Orlan explains: “For my artistic approach, for example, I lift my intestinal, oral or vaginal flora, I cultivate my cells, I build robots: moving sculptures, text generators and real movements that speak with my voice … I also been practicing augmented reality. I’m very interested in new technology: I like to spend my time while maintaining a critical distance.”

Too intellectual?

“I am the opposite of intellectual discourse. I am asexual and sapiosexual. When I see a work, it is the same thing. I really need to know what is going on in it, to study it in order to enjoy it more. .I have much more aesthetic emotion. great because I know. I am someone who wants to know, and who does not want to believe.

So, this kind of aesthetic emotion that someone like that could have with the piece I think is really overkill. I seem to be something that doesn’t exist, or when it does exist, it exists badly. For example, I went very young to see Flemish primitives. At the time, I knew nothing about this historic pictorial movement. I had fun, but when I came back, having learned what Flemish primitives were, what they wanted to do, on the other hand, I had more aesthetic emotions because I didn’t, I didn’t feel lost for input, bridge with their steps.

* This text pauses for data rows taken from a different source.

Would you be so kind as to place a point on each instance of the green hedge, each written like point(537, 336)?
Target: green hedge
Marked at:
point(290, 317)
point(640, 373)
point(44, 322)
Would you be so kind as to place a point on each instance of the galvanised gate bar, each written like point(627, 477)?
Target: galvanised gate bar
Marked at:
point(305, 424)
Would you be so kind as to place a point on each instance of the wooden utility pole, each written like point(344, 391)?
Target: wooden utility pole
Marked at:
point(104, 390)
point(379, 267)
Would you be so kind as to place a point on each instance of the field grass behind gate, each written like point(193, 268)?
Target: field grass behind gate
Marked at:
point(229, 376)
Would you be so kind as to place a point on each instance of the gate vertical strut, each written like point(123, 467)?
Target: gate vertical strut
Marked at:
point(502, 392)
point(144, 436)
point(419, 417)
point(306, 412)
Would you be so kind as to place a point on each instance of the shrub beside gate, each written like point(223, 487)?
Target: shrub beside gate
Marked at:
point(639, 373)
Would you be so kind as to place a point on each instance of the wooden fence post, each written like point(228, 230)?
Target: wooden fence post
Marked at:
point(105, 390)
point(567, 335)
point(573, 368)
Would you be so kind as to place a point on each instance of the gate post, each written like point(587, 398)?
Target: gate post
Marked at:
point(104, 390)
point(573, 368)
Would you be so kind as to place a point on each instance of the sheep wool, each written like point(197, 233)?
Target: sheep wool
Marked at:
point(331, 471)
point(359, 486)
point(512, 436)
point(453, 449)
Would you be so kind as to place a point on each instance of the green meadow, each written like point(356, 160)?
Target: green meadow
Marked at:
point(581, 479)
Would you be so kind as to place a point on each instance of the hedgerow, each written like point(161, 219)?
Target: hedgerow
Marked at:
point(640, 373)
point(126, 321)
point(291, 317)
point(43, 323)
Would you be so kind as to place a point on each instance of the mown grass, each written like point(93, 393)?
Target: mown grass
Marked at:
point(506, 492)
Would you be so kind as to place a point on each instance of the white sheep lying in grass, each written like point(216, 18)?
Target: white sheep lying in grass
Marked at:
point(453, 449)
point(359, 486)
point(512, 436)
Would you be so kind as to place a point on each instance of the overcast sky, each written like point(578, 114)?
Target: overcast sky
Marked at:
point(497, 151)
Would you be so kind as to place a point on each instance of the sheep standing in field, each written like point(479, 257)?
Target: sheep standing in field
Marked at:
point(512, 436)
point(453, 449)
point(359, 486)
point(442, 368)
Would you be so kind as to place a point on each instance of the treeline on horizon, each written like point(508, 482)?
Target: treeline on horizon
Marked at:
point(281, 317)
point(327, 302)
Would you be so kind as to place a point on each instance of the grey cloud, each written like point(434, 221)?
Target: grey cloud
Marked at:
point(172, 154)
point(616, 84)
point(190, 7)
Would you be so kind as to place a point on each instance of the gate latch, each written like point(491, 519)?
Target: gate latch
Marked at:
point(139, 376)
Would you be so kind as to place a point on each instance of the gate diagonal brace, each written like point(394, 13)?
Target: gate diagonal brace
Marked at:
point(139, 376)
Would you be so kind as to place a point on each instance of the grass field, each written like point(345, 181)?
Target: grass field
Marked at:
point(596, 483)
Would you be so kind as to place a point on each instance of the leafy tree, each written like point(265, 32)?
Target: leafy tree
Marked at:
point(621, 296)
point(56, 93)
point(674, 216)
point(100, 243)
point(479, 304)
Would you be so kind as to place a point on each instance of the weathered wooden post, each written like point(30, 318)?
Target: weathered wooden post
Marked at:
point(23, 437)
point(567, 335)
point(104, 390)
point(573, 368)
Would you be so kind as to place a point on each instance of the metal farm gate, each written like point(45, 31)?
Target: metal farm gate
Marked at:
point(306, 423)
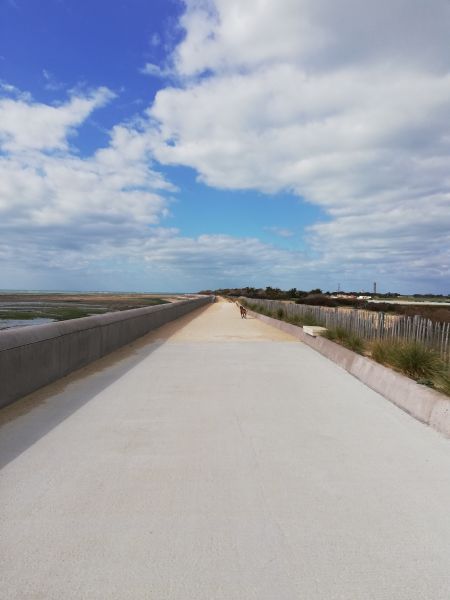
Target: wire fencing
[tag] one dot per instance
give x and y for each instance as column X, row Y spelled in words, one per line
column 366, row 324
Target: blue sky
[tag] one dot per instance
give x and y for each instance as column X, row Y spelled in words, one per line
column 171, row 145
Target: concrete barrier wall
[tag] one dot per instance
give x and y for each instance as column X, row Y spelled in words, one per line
column 31, row 357
column 421, row 402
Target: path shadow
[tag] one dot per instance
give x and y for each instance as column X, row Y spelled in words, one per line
column 25, row 421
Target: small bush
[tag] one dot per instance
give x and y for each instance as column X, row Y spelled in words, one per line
column 443, row 380
column 355, row 343
column 416, row 361
column 383, row 350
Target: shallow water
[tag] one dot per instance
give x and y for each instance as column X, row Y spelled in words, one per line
column 9, row 323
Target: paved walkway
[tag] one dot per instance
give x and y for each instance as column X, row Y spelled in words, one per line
column 219, row 459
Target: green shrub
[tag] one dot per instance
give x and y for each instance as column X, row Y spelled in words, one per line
column 383, row 350
column 416, row 361
column 443, row 380
column 355, row 343
column 280, row 313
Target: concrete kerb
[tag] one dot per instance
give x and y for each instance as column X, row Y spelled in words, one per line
column 34, row 356
column 424, row 404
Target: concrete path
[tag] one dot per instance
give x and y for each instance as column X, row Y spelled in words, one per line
column 219, row 459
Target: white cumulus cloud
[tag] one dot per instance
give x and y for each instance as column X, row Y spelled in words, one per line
column 345, row 104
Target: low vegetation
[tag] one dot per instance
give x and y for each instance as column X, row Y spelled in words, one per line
column 413, row 359
column 66, row 308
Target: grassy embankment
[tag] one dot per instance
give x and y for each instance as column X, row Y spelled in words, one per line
column 409, row 358
column 65, row 313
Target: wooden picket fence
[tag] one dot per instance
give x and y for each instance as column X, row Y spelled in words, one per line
column 369, row 325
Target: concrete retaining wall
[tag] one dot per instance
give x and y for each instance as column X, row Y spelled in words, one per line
column 423, row 403
column 31, row 357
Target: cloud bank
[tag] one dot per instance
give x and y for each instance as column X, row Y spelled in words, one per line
column 345, row 104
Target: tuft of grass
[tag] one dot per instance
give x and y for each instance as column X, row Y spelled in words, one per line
column 383, row 350
column 355, row 343
column 416, row 361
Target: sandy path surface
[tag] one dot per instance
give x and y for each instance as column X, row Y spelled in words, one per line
column 218, row 459
column 219, row 322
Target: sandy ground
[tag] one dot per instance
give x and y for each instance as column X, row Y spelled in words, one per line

This is really very important. In fact, I am someone who is a perpetual student: I am always on guard and I am completely against what may surround us today: ignorance, denial of knowledge, denial of the past, etc… Because of me, intellectual ecstasy promotes beauty. I can talk, say what a pastor said. He said that luck only smiles at an enlightened or well-prepared mind. Emotion and beauty can only emerge then.”

Listen to the rest…

Go further

ORLAN posted Striptease. All about my life, all about my art at Gallimard in June 2021.

It also enjoys double news to be announced this summer:

  • ORLAN manifesto. BODY and STATUE will be held until August 28 at the Toulouse slaughterhouse museum.
  • His work, from the 1960s to the present day, is considered in an unprecedented way. For the first time, sculpture is a common thread: from Body-Sculpture photos, performances, operations, folding sculpture to AI and robotics. More than a classic monograph, this is a real exhibition, compiled in close collaboration with artists, that is offered at Les Abattoirs.
  • Orlan – The crying woman is angry will be held until September 4 at the Picasso Museum in Paris.
  • Orlan exhibits two collage series at the Picasso Museum to revisit Pablo Picasso’s work through the prism of his relationship with women, while the artist is denounced by feminists as misogynistic and cruel. He revisited Picasso’s work, so that “suffering woman comes out of the shadows“.